The overall quality of these tie lines is only fair and no further work was done on these data.

Subsequent File Format Development and Data Manipulation by the USGS

The airborne data collected from the NURE program were originally delivered in a variety of formats on magnetic tapes. These data were given a unique USGS number assigned to either a single quadrangle or to a group of quadrangles flown at the same time with the same specifications by the same contractor. Later, these numbers were further augmented using A, B, C, and so forth, so that each quadrangle has a unique designation. In addition, if the flight-line spacing varied within a quadrangle, a separate number or letter was assigned to each part.
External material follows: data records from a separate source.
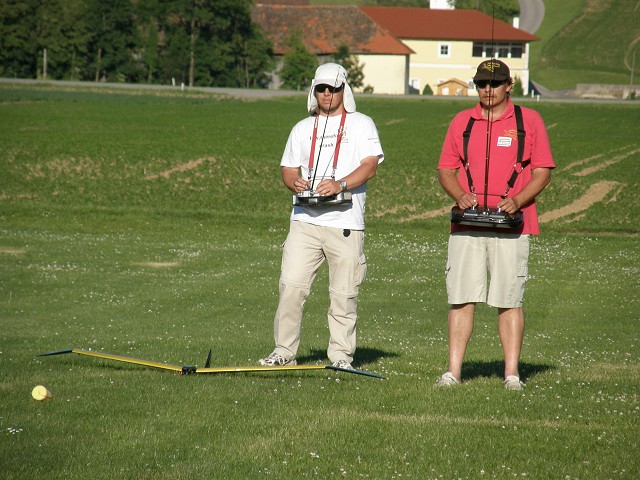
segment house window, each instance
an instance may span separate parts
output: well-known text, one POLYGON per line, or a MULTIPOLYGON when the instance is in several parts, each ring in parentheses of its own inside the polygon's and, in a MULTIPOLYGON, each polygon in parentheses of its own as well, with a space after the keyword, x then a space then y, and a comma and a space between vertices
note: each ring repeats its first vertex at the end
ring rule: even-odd
POLYGON ((511 46, 511 58, 522 58, 522 45, 512 45, 511 46))
POLYGON ((451 44, 450 43, 441 43, 438 46, 438 57, 450 57, 451 56, 451 44))
POLYGON ((474 42, 472 55, 474 57, 492 58, 498 55, 500 58, 522 58, 524 44, 522 43, 491 43, 474 42))

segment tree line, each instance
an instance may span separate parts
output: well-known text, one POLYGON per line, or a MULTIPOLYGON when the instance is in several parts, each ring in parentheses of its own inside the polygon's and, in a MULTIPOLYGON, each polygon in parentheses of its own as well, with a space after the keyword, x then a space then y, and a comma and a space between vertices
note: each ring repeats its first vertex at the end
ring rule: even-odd
MULTIPOLYGON (((371 3, 414 6, 416 1, 371 3)), ((488 3, 457 1, 481 10, 488 3)), ((265 88, 276 59, 270 40, 251 21, 253 3, 0 1, 0 77, 265 88)), ((300 89, 313 77, 317 58, 306 50, 301 32, 292 32, 288 46, 283 87, 300 89)), ((334 57, 348 66, 353 86, 362 86, 361 65, 348 47, 340 46, 334 57)))
POLYGON ((261 87, 252 0, 4 0, 0 76, 261 87))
Two separate sets of tapes were obtained: one set was called 'magnetic files' and the other 'reduced files.' The magnetic files contain both the total field magnetic data and the residual field magnetic data, which is the total field data with the proper IGRF removed. The reduced files contain the residual field magnetic data and all radiometric element data. Both sets include positional information.
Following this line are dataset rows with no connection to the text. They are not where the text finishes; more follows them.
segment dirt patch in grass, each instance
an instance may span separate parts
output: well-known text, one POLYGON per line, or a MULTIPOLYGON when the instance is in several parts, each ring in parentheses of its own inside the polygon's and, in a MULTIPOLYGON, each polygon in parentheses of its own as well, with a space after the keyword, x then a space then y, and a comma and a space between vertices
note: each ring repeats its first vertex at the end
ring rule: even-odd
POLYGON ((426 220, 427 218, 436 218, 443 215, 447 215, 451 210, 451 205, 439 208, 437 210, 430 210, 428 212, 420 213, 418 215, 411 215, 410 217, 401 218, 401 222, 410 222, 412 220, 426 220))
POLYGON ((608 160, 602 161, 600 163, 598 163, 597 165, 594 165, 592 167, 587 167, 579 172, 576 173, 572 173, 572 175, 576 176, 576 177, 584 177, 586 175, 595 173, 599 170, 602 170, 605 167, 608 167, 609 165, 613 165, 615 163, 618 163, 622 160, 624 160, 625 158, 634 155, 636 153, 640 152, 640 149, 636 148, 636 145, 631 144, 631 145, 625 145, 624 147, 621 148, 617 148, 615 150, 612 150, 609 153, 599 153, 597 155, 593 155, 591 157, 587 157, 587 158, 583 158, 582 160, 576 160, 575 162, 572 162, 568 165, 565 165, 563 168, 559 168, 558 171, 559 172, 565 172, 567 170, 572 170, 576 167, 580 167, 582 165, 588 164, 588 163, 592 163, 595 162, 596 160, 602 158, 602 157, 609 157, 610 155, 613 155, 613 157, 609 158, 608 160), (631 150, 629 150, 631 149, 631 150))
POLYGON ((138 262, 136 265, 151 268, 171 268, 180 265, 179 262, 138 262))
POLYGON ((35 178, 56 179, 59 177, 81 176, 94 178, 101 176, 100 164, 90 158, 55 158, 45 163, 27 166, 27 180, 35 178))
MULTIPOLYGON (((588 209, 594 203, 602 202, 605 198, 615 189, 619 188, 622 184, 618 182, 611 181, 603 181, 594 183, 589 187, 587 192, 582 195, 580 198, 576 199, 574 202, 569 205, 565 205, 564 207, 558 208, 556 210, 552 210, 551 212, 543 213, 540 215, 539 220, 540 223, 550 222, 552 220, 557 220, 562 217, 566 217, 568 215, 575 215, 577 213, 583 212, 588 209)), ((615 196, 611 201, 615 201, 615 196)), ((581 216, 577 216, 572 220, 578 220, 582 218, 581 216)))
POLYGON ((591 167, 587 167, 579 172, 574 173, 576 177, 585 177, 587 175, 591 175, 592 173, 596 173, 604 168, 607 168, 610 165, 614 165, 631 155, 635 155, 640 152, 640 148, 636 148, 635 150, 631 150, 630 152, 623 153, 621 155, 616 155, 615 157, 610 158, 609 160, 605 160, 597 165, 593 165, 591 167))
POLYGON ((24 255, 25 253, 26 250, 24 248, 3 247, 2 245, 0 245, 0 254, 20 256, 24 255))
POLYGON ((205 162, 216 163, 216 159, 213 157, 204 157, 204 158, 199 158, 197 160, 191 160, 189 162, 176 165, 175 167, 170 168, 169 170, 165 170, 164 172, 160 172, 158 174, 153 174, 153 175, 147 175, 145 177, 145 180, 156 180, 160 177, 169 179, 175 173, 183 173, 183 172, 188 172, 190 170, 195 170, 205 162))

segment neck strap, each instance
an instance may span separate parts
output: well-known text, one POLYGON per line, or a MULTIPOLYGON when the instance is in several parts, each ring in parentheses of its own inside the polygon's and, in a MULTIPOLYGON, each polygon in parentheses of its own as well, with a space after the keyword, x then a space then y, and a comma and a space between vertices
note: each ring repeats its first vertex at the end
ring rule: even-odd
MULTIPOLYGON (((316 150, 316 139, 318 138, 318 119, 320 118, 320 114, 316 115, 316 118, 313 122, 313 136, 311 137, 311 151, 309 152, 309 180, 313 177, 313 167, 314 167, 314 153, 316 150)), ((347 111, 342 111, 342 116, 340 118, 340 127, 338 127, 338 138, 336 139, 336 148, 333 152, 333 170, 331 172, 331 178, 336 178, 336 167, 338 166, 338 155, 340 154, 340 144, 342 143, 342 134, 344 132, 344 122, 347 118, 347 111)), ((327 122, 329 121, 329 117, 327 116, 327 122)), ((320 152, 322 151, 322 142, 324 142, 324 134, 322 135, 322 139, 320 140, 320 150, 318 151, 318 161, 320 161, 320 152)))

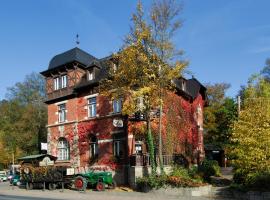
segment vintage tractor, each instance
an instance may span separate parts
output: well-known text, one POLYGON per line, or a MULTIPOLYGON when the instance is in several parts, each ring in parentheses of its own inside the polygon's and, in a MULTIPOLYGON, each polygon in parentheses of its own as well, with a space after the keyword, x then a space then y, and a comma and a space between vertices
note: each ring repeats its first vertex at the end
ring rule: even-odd
POLYGON ((87 186, 97 191, 104 191, 106 186, 110 189, 116 187, 111 172, 89 171, 84 174, 77 174, 74 178, 74 186, 77 190, 85 190, 87 186))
Some magnetic files contained only total field magnetic data or residual field magnetic data, but not both. The missing field was calculated from the given field using the appropriate IGRF. If the residual field magnetic data were recalculated in the magnetic file, they were not corrected or inputted into the reduced file.
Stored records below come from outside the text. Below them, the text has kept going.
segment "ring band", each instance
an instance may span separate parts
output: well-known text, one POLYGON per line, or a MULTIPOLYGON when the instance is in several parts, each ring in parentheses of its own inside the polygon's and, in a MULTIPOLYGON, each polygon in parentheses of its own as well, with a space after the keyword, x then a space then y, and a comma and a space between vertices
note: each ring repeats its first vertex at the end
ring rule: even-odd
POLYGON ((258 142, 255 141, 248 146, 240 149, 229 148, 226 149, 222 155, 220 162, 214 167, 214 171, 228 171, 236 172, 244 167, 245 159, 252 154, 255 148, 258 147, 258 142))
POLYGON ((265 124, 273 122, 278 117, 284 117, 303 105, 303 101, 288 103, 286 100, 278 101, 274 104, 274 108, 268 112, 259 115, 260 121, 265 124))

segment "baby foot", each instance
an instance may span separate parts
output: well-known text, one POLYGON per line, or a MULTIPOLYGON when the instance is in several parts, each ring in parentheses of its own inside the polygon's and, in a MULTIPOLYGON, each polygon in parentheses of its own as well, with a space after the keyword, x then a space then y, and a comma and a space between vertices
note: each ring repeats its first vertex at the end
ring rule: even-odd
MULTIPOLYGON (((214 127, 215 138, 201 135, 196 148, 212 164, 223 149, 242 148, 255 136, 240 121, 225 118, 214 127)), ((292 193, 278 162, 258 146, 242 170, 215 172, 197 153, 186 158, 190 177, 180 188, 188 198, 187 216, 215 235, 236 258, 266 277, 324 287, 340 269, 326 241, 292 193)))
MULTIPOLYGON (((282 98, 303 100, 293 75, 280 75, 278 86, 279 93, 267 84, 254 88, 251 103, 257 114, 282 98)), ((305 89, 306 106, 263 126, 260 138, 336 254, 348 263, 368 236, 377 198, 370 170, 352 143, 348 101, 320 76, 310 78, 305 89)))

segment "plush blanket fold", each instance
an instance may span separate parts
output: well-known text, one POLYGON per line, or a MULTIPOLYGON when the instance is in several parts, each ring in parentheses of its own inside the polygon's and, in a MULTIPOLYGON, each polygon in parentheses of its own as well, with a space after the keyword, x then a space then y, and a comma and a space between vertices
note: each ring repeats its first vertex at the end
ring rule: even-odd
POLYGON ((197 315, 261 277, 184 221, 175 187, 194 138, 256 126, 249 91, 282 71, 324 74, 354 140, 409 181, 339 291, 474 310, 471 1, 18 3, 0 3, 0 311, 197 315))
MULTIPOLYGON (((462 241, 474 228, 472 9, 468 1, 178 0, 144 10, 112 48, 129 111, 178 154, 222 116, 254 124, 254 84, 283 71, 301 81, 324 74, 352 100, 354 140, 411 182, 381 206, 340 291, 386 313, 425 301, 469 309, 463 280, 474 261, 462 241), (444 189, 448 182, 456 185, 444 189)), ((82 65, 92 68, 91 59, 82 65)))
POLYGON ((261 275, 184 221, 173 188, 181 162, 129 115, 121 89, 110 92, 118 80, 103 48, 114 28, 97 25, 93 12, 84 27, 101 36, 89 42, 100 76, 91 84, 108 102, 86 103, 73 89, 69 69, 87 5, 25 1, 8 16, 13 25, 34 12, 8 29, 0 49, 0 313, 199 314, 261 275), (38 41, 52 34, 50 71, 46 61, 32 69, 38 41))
Over the years, various members of the USGS have worked with these data, especially the magnetic data. Significant effort had been put in by the primary DOE contractor, Bendix Corp., to convert all of the data into their standard format, but about 25 percent were still in the original format when the USGS acquired the tapes. One USGS standard format was developed for the magnetic data and another for the radiometric data, and the data were converted and exported using the proprietary software Geosoft Oasis Montaj. As a rule, the earlier the data were collected, the more difficult it was to download from the original tapes.

If certain recoverable fields such as year and day were missing, they were added using information obtained from the final DOE reports housed in the Denver USGS Library. If the actual day was unknown, the day that flying began or the first day of the month was chosen. Time of day was supposed to be recorded as Greenwich Mean Time, but it is unclear whether or not all the contractors conformed to this requirement. For other missing, unrecoverable data, dummy values of –9999.9,–999.9, –99, and so forth, were added. Records containing no data in all fields were deleted.

Other than to convert the data to a standard format and fill in dummy values where needed, very little value-added work was done on the radiometric files. The magnetic and radiometric files were compared only on a cursory basis.

The 'geology' field was retained in both data sets. In most cases, a copy of the final DOE report is needed to make sense of the geology codes.

In recent years, these magnetic data have been merged into larger regional and continental compilations (for example the North American Magnetic Map). The residual magnetic data that used IGRF/DGRF values do not mesh well at the survey boundaries because of leveling artifacts and, at small scales, display long wavelength errors caused by warping of hundreds of state and local aeromagnetic surveys during the merging process. To minimize these problems, a temporally continuous main field called the Comprehensive Model (CM4) was developed. For the conterminous U.S. quadrangles (but not the Alaska quadrangles, detail areas, or miscellaneous areas), residual magnetic values were recalculated using CM4 and are included in the magnetic files in an additional field labeled 'resmagCM4.' See the metadata files for references on this topic.

Metadata files were prepared for each quadrangle and detail area, and for five miscellaneous areas. The latter includes the north-south and east-west tie lines and some of the earliest, larger area surveys. The metadata files contain descriptions of the standard formats for the magnetic and radiometric data sets. The link in each state page called "Files and Formats" also contain the formats for the data sets.